Anin himself shows no sign of apathy. Having moved to Russia as a teenager, he studied journalism in Moscow, and in 2006, began working as a sports reporter with Novaya Gazeta, a publication known for the number of its reporters killed under Putin's regime. In 2008, Novaya Gazeta sent Anin to cover the brief war between Russia and Georgia, when he joined the outlet's investigative unit.

That position allowed him to work on major stories, including a tax fraud uncovered by Sergei Magnitsky and corruption surrounding the 2014 Winter Olympics, and also conduct investigations into the highest echelons of the regime, such as Putin's friend and billionaire cellist Sergey Roldugin and Rosneft CEO Igor Sechin. In 2016, Anin wrote an article about Sechin's wife owning a yacht worth $100 million (about Rs 830 crore). Sechin sued the paper for defamation and won.

Anin is aware that many people find it hard to understand the level of graft among the Russian elite. "Russian society simply lives in colossal misery," he told DW's Andreas Brenner. Stories about Putin's castle or his friends' yachts mean little to rural people living "without flushing toilets in 18th century-like conditions".

This disconnect is "nothing to marvel at — even the (Ukraine) war was only a concern for a few people until the mobilisation began and they started detaining husbands and brothers, sending them to the front with no training, where they simply got killed," he added.

Ending the Ukraine war would only be the first step in waking up Russian society, according to the reporter. He believes it would take decades of working with the populace to reform the country. And it would happen only after the death of Putin and the "collective Putin" — the clique gathered around the long-ruling Russian president.

"It's impossible to break this apathy under the Putin regime," says Anin. "All the truth about the war needs to be made public, so that the people would simply become aware what horror was happening during those 30 years, with them witnessing it in silence. And those horrors were committed with the unconditional approval of the people. And maybe after that, Russia will have some chance to overcome this apathy and start living in a new way."

Anin was detained by Russian authorities in 2021 with his Moscow home raided and many of his belongings seized. The official pretext was his status as a potential witness in a case of privacy invasion. His Novaya Gazeta colleagues described it as delayed payback for his 2016 Sechin story.

Both Anin and his Important Stories were labelled "foreign agents", and he is now continuing his investigative work outside of Russia. Important Stories is still going strong, despite being officially "undesirable" under Russian law — meaning that it is illegal to repost its content or even like its posts online.

He says he is still able to reach his audience in Russia, as shown by the millions of views on his YouTube channel. And if all communication channels are cut off, Anin says it would not be "the greatest tragedy among the tragedies of today".

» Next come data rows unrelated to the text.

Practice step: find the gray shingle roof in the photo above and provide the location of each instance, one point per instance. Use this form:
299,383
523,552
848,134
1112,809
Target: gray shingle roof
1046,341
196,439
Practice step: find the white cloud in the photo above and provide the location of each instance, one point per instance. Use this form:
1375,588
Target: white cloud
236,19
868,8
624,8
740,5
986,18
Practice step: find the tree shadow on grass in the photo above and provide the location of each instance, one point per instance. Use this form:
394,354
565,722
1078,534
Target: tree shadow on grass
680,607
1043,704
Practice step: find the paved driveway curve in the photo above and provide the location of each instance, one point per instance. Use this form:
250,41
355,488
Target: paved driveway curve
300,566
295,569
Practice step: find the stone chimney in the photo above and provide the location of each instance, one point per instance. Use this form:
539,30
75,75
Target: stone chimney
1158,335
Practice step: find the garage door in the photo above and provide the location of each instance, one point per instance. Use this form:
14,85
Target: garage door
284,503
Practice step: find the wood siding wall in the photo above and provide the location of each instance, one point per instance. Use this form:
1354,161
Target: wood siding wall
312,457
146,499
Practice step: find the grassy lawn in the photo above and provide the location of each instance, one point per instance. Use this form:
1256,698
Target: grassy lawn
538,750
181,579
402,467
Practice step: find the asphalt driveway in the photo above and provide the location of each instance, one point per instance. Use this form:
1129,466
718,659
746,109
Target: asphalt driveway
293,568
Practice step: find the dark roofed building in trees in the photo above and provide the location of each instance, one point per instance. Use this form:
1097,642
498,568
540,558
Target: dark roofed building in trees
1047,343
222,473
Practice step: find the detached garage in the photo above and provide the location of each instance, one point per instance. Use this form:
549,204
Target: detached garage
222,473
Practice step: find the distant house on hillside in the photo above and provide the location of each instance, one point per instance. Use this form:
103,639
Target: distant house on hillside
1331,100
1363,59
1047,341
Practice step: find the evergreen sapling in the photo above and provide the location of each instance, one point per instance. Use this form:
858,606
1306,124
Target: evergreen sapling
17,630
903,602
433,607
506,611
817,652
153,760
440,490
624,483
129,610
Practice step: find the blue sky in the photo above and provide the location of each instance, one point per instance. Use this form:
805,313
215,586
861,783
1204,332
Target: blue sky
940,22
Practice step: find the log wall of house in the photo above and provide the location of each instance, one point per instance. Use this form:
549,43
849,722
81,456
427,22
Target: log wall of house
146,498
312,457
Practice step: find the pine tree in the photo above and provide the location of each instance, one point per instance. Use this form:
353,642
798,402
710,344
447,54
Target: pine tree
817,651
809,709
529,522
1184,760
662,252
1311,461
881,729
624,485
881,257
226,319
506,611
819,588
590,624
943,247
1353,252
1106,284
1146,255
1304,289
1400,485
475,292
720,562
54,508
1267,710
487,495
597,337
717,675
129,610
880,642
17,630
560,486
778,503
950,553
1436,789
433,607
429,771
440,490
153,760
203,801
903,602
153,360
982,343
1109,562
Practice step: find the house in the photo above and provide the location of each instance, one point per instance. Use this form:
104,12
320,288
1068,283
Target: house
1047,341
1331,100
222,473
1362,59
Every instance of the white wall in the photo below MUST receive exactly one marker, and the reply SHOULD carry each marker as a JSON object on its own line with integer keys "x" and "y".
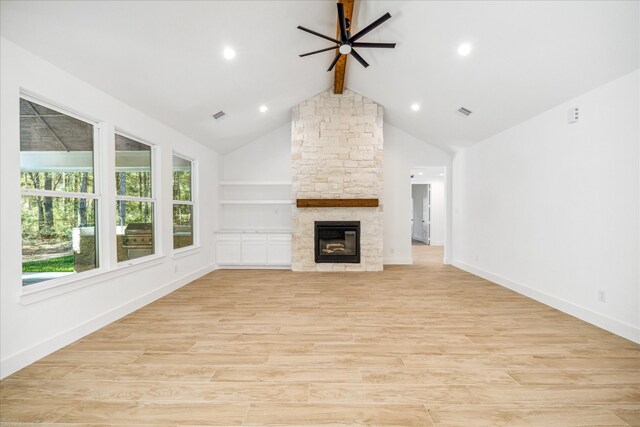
{"x": 551, "y": 209}
{"x": 402, "y": 152}
{"x": 31, "y": 331}
{"x": 269, "y": 158}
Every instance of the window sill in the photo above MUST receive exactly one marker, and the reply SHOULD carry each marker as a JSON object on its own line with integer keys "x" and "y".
{"x": 185, "y": 252}
{"x": 83, "y": 280}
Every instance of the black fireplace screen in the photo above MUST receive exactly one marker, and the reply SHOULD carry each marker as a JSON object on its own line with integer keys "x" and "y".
{"x": 337, "y": 241}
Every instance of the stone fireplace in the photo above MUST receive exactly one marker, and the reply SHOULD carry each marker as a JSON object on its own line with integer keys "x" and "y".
{"x": 336, "y": 149}
{"x": 337, "y": 242}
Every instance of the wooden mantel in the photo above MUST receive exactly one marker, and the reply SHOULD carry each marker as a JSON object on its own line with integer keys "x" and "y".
{"x": 337, "y": 203}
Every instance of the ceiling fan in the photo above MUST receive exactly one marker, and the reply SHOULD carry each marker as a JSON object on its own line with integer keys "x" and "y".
{"x": 347, "y": 41}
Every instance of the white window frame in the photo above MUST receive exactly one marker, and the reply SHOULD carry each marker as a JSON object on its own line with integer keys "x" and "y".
{"x": 97, "y": 196}
{"x": 155, "y": 178}
{"x": 193, "y": 203}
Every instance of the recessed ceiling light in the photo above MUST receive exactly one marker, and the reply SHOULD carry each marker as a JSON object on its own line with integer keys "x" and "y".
{"x": 464, "y": 49}
{"x": 229, "y": 53}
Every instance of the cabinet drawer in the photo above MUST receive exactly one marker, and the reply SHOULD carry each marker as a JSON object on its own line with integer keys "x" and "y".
{"x": 228, "y": 237}
{"x": 279, "y": 237}
{"x": 254, "y": 237}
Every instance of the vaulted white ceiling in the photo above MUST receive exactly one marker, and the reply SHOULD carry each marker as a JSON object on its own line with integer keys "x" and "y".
{"x": 165, "y": 59}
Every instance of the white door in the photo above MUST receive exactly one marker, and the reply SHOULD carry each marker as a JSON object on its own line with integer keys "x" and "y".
{"x": 426, "y": 215}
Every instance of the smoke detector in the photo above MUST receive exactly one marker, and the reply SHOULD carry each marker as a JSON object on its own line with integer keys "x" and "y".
{"x": 464, "y": 112}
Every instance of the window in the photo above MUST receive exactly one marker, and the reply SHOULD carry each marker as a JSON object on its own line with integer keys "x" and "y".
{"x": 59, "y": 199}
{"x": 182, "y": 202}
{"x": 135, "y": 202}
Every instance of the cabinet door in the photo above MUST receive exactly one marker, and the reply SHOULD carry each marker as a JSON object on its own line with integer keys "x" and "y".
{"x": 279, "y": 249}
{"x": 228, "y": 249}
{"x": 254, "y": 249}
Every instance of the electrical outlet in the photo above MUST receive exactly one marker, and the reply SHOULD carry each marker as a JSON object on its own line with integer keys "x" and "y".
{"x": 573, "y": 115}
{"x": 602, "y": 295}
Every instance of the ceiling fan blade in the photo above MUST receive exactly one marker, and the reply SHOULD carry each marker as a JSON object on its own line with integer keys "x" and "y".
{"x": 318, "y": 51}
{"x": 335, "y": 61}
{"x": 342, "y": 23}
{"x": 318, "y": 34}
{"x": 386, "y": 45}
{"x": 369, "y": 27}
{"x": 359, "y": 58}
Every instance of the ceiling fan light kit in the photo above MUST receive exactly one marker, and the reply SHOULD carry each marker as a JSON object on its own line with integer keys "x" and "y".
{"x": 348, "y": 42}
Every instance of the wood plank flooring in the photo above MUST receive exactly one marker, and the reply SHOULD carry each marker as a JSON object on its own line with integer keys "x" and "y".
{"x": 421, "y": 345}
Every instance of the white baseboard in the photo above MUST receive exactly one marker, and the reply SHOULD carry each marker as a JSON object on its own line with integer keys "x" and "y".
{"x": 617, "y": 327}
{"x": 254, "y": 267}
{"x": 397, "y": 261}
{"x": 36, "y": 352}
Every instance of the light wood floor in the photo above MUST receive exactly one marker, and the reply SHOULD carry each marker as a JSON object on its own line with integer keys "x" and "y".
{"x": 414, "y": 345}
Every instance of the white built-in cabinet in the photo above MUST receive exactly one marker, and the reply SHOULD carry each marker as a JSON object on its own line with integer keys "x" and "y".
{"x": 249, "y": 248}
{"x": 256, "y": 225}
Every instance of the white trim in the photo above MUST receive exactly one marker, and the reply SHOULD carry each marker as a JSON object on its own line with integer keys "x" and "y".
{"x": 135, "y": 199}
{"x": 615, "y": 326}
{"x": 397, "y": 261}
{"x": 254, "y": 267}
{"x": 16, "y": 361}
{"x": 52, "y": 193}
{"x": 54, "y": 105}
{"x": 52, "y": 288}
{"x": 256, "y": 202}
{"x": 186, "y": 251}
{"x": 255, "y": 183}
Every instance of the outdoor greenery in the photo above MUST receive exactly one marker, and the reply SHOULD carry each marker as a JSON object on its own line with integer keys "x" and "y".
{"x": 182, "y": 185}
{"x": 52, "y": 218}
{"x": 59, "y": 264}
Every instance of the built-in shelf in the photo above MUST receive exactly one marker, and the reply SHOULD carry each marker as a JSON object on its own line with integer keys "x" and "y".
{"x": 254, "y": 183}
{"x": 256, "y": 202}
{"x": 337, "y": 203}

"Our task is to tell people what is really happening, what the government is really like, what is actually happening in Ukraine, to tell them about this war being criminal, to tell them how Russian authorities don't consider the lives of their own citizens and are simply sending hundreds of thousands to slaughter," Anin says.

"And the future of the people depends on the people themselves. If the people in Russia don't want to live differently, don't want to know the truth… there is nothing we can do."

Commenting on the way Ukrainians and people of other nations view Russians in light of the war, Anin says he has never experienced distrust from his Ukrainian colleagues. But he also says he would not be insulted.

"Ukrainians and the world today have the right to point a finger at Russians, even the 'good Russians'," he says. "We will still be facing it for decades to come, just like Germans were facing it after 1945. Sorry, but we deserve it."